En 2026, cette image reprend corps. SANTIAG, artiste tropézien installé à Saint-Tropez depuis un quart de siècle, a réalisé une réplique à l’identique de cette Harley-Davidson WL, customisée à l’origine par Maurice Combalbert et chevauchée par Brigitte Bardot dans le clip scopitone de Serge Gainsbourg.
La machine a été dévoilée le 15 avril 2026 lors du vernissage de l’exposition consacrée au film Et Dieu… créa la femme de Roger Vadim, avec Brigitte Bardot, au Musée de la Gendarmerie et du Cinéma de Saint-Tropez, grâce notamment à Laurence Durieux, directrice du musée.
L’enjeu est clair : permettre à un objet devenu image culte de retrouver une présence physique.

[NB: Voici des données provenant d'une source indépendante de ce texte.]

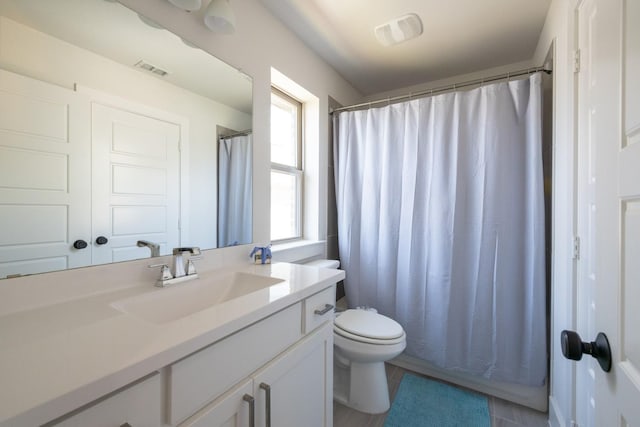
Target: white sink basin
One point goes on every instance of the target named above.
(183, 299)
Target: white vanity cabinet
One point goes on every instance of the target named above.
(295, 389)
(275, 369)
(281, 368)
(137, 405)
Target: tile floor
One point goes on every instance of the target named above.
(503, 413)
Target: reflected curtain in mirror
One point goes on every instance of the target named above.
(234, 189)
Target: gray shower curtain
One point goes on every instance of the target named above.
(441, 225)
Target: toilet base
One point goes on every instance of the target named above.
(362, 386)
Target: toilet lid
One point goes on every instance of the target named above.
(369, 324)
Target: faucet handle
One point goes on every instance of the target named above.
(191, 268)
(165, 271)
(192, 250)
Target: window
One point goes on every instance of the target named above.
(286, 167)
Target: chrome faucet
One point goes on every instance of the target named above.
(153, 247)
(178, 263)
(180, 272)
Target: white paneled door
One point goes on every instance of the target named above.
(45, 176)
(609, 129)
(136, 182)
(81, 182)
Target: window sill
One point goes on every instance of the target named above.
(300, 250)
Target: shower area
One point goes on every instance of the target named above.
(442, 222)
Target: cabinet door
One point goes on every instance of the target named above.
(233, 409)
(296, 389)
(135, 406)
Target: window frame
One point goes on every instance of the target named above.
(296, 171)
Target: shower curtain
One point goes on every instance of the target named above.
(234, 190)
(441, 225)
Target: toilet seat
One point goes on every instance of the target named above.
(368, 327)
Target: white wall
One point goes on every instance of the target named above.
(559, 31)
(259, 43)
(45, 58)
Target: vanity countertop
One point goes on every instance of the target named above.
(59, 357)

Cette Harley ressuscitée n’a pas vocation à rester dans un atelier.
Elle est pensée pour circuler dans le monde du cinéma et de la culture, mais aussi dans l’événementiel privé ou public, à travers des hommages, des films, des expositions ou des événements liés à Brigitte Bardot.
La moto de BB, un fragment de culture populaire sur deux roues
La Harley-Davidson WL au cœur du projet n’est pas seulement une moto ancienne. Produite dans les années 40, elle entre dans un autre registre lorsqu’elle est customisée en 1967 par Maurice Combalbert pour le scopitone de Serge Gainsbourg, puis associée à Brigitte Bardot. Dès lors, elle ne relève plus uniquement de la mécanique : elle devient un signe visuel.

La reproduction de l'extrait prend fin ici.